At least 10 factories have filed for temporary suspension as the supply of raw materials from China dries up, the Ministry of Labour and Vocational Training said on Thursday. This could affect the livelihoods of as many as 3,000 workers.
Speaking during a press conference at the Office of the Council of Ministers, ministry spokesman Heng Sour said 10 factories have already run out of raw materials as suppliers in China have closed due to Covid-19 infections.
He warned that the worst was yet to come.
“In March, we could see as many as 200 factories and enterprises running out of raw materials. The worst-case scenario is that about 160,000 workers will be affected,” Sour said.
The ministry has come up with a scheme that guarantees suspended workers receive at least 60 per cent of the minimum wage.
As per the scheme, employers are required to pay suspended workers 40 per cent of the minimum wage, with the remaining 20 per cent shouldered by the government.
Besides, the ministry has prepared a series of trainings to help suspended workers access new work opportunities.
“The government is making every effort to restore relations with buyers, factories and other governments.

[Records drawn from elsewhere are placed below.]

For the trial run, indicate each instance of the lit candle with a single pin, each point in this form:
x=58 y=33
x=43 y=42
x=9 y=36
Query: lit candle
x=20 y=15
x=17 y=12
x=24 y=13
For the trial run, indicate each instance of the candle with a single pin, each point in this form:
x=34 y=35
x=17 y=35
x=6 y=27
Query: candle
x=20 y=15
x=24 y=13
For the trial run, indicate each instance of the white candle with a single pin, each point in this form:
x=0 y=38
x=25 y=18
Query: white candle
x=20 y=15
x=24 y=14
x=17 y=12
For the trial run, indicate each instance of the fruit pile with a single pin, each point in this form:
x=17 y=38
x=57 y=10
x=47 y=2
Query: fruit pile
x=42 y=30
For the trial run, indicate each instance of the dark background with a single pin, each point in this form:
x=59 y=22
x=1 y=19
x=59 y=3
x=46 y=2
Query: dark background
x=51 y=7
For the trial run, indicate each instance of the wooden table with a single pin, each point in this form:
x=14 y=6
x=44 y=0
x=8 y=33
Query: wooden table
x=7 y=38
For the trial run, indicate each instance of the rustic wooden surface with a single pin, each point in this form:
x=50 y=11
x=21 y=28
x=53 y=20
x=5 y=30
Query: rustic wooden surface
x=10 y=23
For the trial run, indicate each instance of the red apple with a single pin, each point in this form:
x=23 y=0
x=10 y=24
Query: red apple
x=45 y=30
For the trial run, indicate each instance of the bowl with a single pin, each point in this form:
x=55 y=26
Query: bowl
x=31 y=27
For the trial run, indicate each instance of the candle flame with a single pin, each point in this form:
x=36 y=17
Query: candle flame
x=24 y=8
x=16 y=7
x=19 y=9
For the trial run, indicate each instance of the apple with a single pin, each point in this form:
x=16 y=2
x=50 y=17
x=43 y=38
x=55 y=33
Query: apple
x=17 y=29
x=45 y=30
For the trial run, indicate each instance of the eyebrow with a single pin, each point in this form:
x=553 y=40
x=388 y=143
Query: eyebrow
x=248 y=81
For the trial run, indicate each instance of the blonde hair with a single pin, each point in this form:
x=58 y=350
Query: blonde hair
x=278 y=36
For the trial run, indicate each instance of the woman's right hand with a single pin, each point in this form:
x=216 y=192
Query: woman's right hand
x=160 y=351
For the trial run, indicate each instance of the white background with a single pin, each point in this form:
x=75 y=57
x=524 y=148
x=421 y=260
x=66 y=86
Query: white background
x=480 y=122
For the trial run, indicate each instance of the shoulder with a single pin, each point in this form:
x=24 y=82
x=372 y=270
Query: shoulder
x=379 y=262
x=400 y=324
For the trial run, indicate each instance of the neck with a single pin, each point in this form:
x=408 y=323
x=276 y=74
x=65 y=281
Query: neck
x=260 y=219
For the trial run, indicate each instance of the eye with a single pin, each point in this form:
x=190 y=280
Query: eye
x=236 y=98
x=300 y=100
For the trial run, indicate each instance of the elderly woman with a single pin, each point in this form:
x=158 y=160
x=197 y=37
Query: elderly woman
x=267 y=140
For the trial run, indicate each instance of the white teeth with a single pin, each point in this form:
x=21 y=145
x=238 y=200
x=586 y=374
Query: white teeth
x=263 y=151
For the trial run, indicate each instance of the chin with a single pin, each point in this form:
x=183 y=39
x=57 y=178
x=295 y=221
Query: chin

“We are working to end the shortage of raw materials as quickly as possible, including by negotiating with China so that it gives priority to Cambodia in the supply of raw materials,” Sour said.
He said the production standstill in China is affecting supply chains around the world, particularly in Asia. He pointed out that many factories in South Korea were suspending operations because of a shortage of raw materials.
Sour expressed hope that Cambodia would be first in line once raw material supplies are restored.
Cambodian Labour Confederation president Ath Thorn lauded the government’s strategy to deal with laid-off workers but questioned whether enough had been done to protect their livelihoods.
“I think the scheme will support workers but only in the short-term. But what would happen if the shortages last longer than expected? We cannot expect factories to continue paying 40 per cent of the minimum wage indefinitely if they are not open.
“I want to see more concrete policies to help the workers,” Thorn said.
There are 14,060 enterprises registered with the ministry. Together, they employ over 1.43 million people. Around 1,200 of those enterprises are garment factories.
Mai Chan, a factory worker from Kandal province, told The Post on Thursday that he was worried about his future. The government’s scheme is helpful but may be insufficient for many workers who have to repay loans taken out with microfinance institutions.
“I would like to ask Samdech Hun Sen to find a solution so that production in Cambodia continues as normal. Many workers are very indebted. Our only hope is to ask Samdech for help,” he said.